Beside this playful metropolitan life western public is shaken by Adolf Eichmann, manager of the Holocaust in Nazi occupied Europe some twenty years ago. The former SS-officer, who was caught gone underground in Buenos Aires, is put on trial in Jerusalem and confronted with meticulous reconstructions of Nazi crimes committed on European Jews. Arendt reports on the Eichmann trial from the young Israel, collects kilos of protocols and, back in the US, comes out with a series of scandalous articles in the prestigious magazine The New Yorker. Thereupon she is heavily offended for emphasizing the role of Jewish leaders cooperating with the Nazi administration during WWII and her characterization of war criminal Eichmann as an example of banal mediocrity of a technocratic follower. These outrageous statements bring her defaming hostility, both personally and academically and even an unexpected split-up with an old and honoured friend …

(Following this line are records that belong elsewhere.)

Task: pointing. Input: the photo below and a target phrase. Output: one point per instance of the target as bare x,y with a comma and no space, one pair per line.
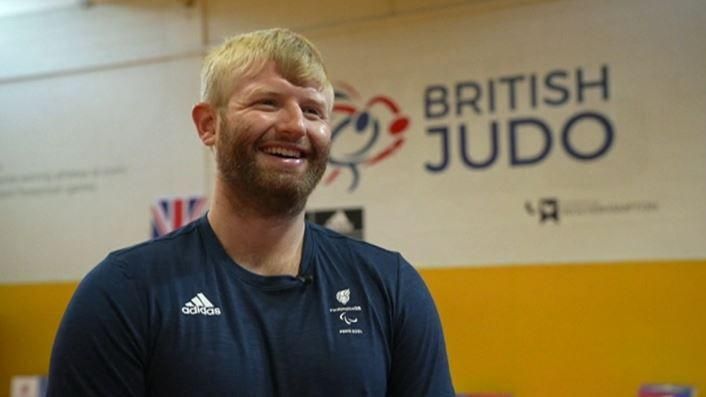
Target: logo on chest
200,305
348,315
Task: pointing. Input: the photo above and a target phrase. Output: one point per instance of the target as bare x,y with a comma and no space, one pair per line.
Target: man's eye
266,102
312,111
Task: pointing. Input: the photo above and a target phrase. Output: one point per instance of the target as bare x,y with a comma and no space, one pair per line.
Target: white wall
95,124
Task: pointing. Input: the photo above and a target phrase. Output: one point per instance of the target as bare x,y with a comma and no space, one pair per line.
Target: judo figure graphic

a courageous thinker on the borderlands

When asked what she felt when arriving in New York after her escape from a French detention camp in 1940 where she was imprisoned on the run from the Nazis, she laconically replied “freedom”, a term whose ambiguity she was very familiar with through her studies with famous Martin Heidegger, the weighty existence philosopher and diffuse Nazi sympathizer. She not only “learned to think” under his supervision, but also had a romantic relationship with him as a young woman that took an equivocal shape after the war. During her life-long exile in the USA she investigated the rise of and human behaviour under totalitarian German fascism and its roots in the history of western civilization and contrasted it with her famous concept of vita activa, a good, profound and morally integer way of living.

post-war life

Today Hannah Arendt's notions on the Eichmann trial, Jewish opportunism and the withering personality under total rule are generally accepted. In her day this progressive and by now factually verified thought was met with refusal since twenty years after the war the American and Jewish naïve fallacy about the monstrous and virtually “nonhuman” Nazi culprits was still the prevalent opinion. Arendt once more proved that intellectual pioneering is oftentimes impeded by the rocky road of prejudice and narrowmindedness, hindering forward thinking. 


Another nexus to present age is Arendt's friend Mary McCarthy's 1963 novel The Group about the young adult life of eight highly educated upper class New York women and their entanglements with career, marriage, sexual relationships and the mores and morals of their age. In the late 90s this concept was adapted to the worldwide popular TV show Sex and the City.

the lesson to learn

The curtain finally falls with the approaching portrait of a fascinating figure of twentieth century thought who campaigns for independent thinking and personal development to defend liberty and human dignity as an essential matter of forcing back moral corruption. This concept, albeit rhetorically antiquated, is still lacking assertive practice, for in times of globally increasing expenses on arms, rigorous turbo capitalism and ecological haemorrhage man obviously hasn't learned very much from the misconducts of his past century.